Every year for the last four years my girlfriends and I have gone on a week-long hiking and pie-eating adventure in Glacier National Park. That first year it was smoke from several fires burning in and around Yellowstone that inspired Vicki and I to join Diane and Mel on their Glacier adventure. We had so much fun that we decided right then and there over a slice of huckleberry pie that we’d do it again the following year. Our only goals are to eat pie, hike, and laugh. Lots of laughing.
Glacier is about an eight hour drive from our home in Yellowstone. The drive gives us time to catch up as we pass through Montana’s wheat fields that roll in waves right to the Rocky Mountain Front. Our excitement mounts as glacier-covered peaks come into view at the crown of the continent, well before we arrive at the park’s east entrance in St. Mary. We chatter about the hikes we will do, which kind of pie we will indulge in, and what kind of booze everyone brought. I always come home exhausted but rejuvenated in a way that only arises from spending time with friends.

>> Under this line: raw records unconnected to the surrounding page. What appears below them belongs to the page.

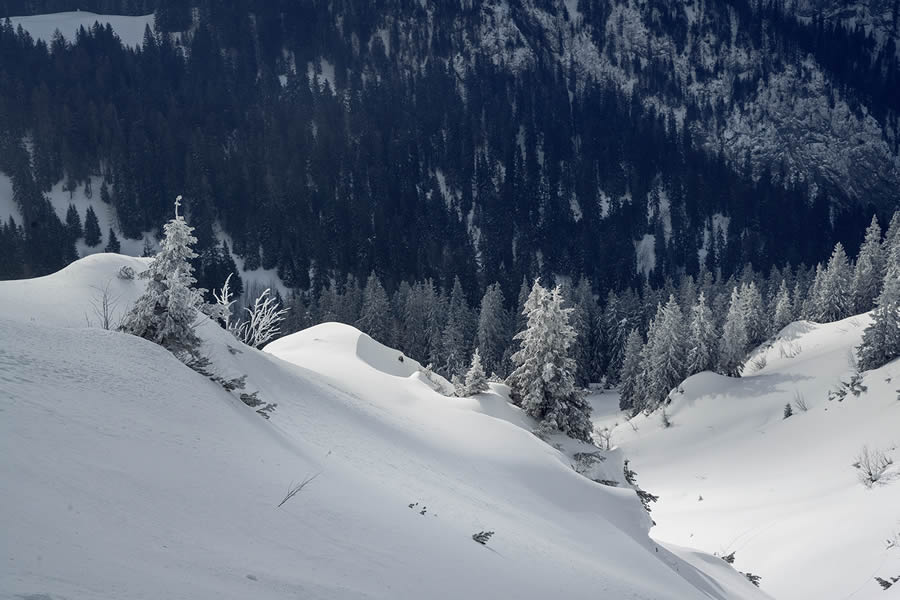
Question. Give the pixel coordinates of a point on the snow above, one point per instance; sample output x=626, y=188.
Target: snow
x=42, y=27
x=781, y=493
x=645, y=254
x=125, y=473
x=7, y=204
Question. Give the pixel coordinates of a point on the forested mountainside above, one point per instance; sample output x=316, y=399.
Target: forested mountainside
x=485, y=140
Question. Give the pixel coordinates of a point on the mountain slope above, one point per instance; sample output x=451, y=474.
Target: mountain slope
x=127, y=475
x=734, y=476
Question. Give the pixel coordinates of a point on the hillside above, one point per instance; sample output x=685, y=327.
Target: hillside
x=126, y=475
x=733, y=475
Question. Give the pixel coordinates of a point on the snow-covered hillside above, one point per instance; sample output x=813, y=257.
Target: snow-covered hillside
x=124, y=474
x=43, y=27
x=733, y=475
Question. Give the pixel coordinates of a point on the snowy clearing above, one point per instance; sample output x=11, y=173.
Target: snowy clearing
x=42, y=27
x=125, y=474
x=733, y=475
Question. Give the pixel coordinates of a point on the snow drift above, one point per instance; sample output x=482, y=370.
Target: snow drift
x=734, y=475
x=125, y=474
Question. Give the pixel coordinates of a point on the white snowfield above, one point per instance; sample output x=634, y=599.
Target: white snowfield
x=734, y=476
x=43, y=27
x=124, y=474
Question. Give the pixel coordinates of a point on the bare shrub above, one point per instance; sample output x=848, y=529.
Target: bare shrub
x=871, y=465
x=103, y=305
x=293, y=490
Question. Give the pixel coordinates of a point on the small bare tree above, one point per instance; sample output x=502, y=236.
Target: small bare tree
x=264, y=322
x=103, y=305
x=872, y=465
x=293, y=490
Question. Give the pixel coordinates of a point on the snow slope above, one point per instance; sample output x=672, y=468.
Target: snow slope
x=123, y=474
x=42, y=27
x=780, y=493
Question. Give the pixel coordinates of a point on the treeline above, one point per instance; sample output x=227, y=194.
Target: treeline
x=415, y=174
x=647, y=340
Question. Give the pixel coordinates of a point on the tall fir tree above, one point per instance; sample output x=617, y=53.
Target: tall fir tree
x=869, y=270
x=375, y=313
x=784, y=312
x=630, y=374
x=167, y=310
x=664, y=362
x=734, y=342
x=91, y=228
x=112, y=245
x=457, y=332
x=881, y=339
x=493, y=334
x=476, y=380
x=835, y=295
x=543, y=383
x=73, y=222
x=703, y=339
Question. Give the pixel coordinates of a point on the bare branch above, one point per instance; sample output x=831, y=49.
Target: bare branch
x=293, y=490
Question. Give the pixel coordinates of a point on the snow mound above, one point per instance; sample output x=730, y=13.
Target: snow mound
x=734, y=475
x=42, y=27
x=124, y=473
x=331, y=337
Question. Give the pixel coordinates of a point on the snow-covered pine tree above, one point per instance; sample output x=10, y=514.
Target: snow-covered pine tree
x=630, y=374
x=733, y=345
x=91, y=228
x=73, y=222
x=835, y=295
x=375, y=314
x=784, y=312
x=812, y=308
x=664, y=362
x=703, y=340
x=476, y=380
x=543, y=382
x=869, y=270
x=754, y=314
x=113, y=244
x=584, y=319
x=881, y=340
x=493, y=335
x=457, y=332
x=167, y=310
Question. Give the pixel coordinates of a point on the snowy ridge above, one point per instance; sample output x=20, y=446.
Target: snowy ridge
x=127, y=475
x=734, y=475
x=43, y=27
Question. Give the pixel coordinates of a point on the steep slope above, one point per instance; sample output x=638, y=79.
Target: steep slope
x=734, y=476
x=125, y=474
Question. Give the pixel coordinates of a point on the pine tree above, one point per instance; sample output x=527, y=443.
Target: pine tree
x=835, y=295
x=91, y=228
x=869, y=270
x=113, y=244
x=784, y=313
x=493, y=330
x=630, y=374
x=881, y=340
x=167, y=310
x=375, y=314
x=73, y=222
x=734, y=342
x=703, y=340
x=543, y=382
x=476, y=380
x=754, y=315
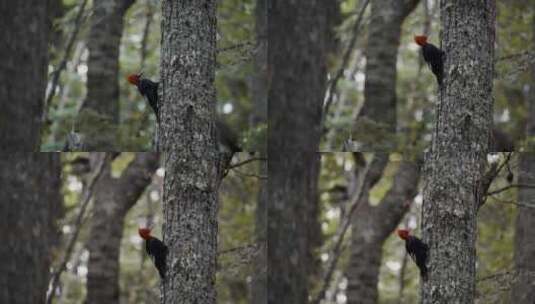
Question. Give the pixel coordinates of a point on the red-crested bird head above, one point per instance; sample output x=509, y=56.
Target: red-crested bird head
x=144, y=233
x=134, y=78
x=403, y=233
x=420, y=40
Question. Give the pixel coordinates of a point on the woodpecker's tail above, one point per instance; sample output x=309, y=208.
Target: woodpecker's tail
x=423, y=272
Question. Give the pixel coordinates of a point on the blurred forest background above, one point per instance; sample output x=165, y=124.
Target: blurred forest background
x=127, y=195
x=374, y=35
x=139, y=51
x=372, y=260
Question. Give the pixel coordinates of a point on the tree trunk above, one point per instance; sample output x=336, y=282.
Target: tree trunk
x=259, y=88
x=113, y=199
x=24, y=53
x=99, y=117
x=292, y=187
x=371, y=227
x=523, y=291
x=296, y=61
x=296, y=51
x=192, y=162
x=31, y=203
x=376, y=123
x=456, y=163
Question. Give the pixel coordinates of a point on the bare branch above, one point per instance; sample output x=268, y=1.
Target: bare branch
x=509, y=187
x=239, y=164
x=345, y=61
x=345, y=223
x=522, y=205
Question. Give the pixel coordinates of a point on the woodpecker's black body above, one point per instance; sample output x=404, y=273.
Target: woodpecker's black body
x=418, y=251
x=157, y=250
x=434, y=57
x=149, y=90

I used to think that I didn’t need anyone. That I was fully independent. That wild things were all I needed to stay sane. And to a certain extent, this is true. As a self-described introvert I don’t mind, and even require, spending much of my time alone. I relish long afternoons spent reading in my favorite, overstuffed, red chair and I used to love hiking in eastern hardwood forests by myself (something I miss since moving to grizzly country).

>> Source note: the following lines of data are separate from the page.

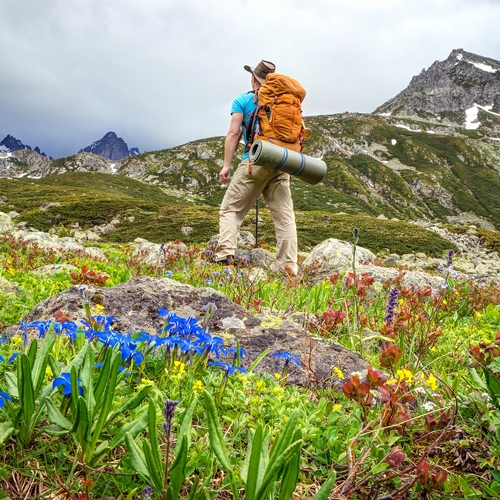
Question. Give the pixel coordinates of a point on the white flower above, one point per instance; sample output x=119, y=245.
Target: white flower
x=429, y=406
x=485, y=396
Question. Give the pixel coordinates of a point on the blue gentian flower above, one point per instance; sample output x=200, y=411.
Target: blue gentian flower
x=230, y=369
x=288, y=357
x=4, y=397
x=65, y=381
x=13, y=357
x=24, y=327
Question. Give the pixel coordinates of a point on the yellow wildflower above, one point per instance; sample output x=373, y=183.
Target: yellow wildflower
x=405, y=374
x=179, y=366
x=432, y=382
x=260, y=385
x=198, y=386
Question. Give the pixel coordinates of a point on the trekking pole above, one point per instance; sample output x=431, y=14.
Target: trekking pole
x=257, y=223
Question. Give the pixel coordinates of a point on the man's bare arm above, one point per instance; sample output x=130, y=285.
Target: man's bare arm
x=231, y=145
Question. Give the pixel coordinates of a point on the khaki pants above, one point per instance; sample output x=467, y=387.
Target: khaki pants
x=240, y=196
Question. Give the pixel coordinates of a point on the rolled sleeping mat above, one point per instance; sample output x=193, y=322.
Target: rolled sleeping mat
x=306, y=168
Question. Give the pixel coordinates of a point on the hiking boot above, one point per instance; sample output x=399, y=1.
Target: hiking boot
x=228, y=261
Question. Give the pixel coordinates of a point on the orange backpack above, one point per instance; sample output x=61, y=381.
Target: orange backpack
x=278, y=116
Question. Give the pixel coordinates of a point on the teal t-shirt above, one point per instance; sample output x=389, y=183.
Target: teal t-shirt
x=245, y=105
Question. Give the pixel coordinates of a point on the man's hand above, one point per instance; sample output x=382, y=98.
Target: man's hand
x=224, y=174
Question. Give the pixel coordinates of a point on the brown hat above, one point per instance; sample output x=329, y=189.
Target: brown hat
x=261, y=70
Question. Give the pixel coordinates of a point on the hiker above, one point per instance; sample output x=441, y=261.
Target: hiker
x=248, y=183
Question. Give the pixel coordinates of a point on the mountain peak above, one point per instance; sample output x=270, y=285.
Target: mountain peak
x=111, y=147
x=9, y=144
x=453, y=89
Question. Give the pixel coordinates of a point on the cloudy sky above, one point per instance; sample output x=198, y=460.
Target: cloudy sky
x=161, y=73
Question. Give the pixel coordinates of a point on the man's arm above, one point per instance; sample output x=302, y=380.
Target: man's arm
x=231, y=145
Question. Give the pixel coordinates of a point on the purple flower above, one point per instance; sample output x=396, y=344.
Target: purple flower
x=230, y=369
x=288, y=357
x=450, y=257
x=147, y=492
x=393, y=299
x=4, y=397
x=65, y=381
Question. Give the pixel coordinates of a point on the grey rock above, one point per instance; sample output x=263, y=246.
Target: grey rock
x=245, y=240
x=7, y=286
x=6, y=224
x=334, y=255
x=136, y=304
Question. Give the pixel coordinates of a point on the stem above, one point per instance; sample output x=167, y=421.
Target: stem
x=166, y=466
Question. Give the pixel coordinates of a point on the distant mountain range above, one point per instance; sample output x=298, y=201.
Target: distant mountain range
x=10, y=144
x=110, y=147
x=431, y=153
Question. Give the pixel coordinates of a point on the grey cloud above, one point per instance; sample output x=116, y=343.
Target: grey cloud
x=161, y=73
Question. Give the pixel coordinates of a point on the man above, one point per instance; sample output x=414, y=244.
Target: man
x=247, y=184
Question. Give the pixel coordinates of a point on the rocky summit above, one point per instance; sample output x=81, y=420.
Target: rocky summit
x=10, y=144
x=464, y=89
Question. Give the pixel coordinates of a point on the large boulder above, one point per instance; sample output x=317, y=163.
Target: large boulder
x=136, y=304
x=334, y=256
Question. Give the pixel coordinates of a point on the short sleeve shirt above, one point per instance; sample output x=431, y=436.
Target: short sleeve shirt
x=245, y=105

But more and more I’ve come to discover that I am not, cannot be, independent. It is impossible since the world is made up of minute connections so intricate that it is useless to try to pull them apart. These connections are like a quilt to which everyone contributes. Like my hiking boots, for instance. Someone made those. Someone stitched the leather together and glued the sole to the boot. Someone threaded the laces through the eyelets, and someone else shipped them to the store where I purchased them from a salesperson who helped me pick them out.
My boots are worn. The leather is cracked from hundreds of miles treading both on and off-trail. The ends of the laces are frayed and their soles don’t grip the earth like they used to. These are signs that my boots have crossed mountains. Many mountains. And never once have they been over a mountain without a friend’s pair of boots by their side. Shared experiences bond us to one another. These connections make us happier and are essential to our health. If we are deprived of social connection we will become depressed or physically ill. It can even drive us insane.
It might seem, then, that we should be happier than we’ve ever been with our iPhones, and iPads, tweets and text messages, and instagrams and Facebook accounts. We are more socially connected than ever. In a recent Scientific American Mind article, I read that 23 billion text messages are sent globally every day. In the U.S., 7,500 tweets are tweeted every second. I personally have a Facebook page, a twitter account, I’m LinkedIn, and I manage two web pages. For such social creatures this should be a good thing.
And yet, I sometimes find that a scroll through the pages of Facebook leaves me feeling more alone than ever. Depressed even. We know we are only being shown the highlights reel, yet Facebook can leave us feeling underwhelmed with our own lives. We “like” someone’s post, we comment on another, we write a short sentence about our own day, and we wait for someone to notice. It is the greatest magic trick of our time – the illusion that social media provides us with an authentic human connection.
Psychologists say that we can only maintain about five truly meaningful relationships at a time. You know who they are. They are the friends who inspire you to hike a mountain and take the time to pick huckleberries while you talk about tossing them into a milkshake, muffins, or pancakes when you get home. They are the friends with whom you laugh out loud with, and the laughter catches the friend by your side and the one beside her, and then you find you are all laughing and you’ve forgotten what was funny in the first place.
Someone once said to me that life is all about relationships. When I heard this, I scoffed. Maybe for you, I thought. But for me life is about adventures in the woods, wild things, and books about wild things. But now I think that if I went to live in a cabin in the woods, I’d want to bring a friend to share the experience with.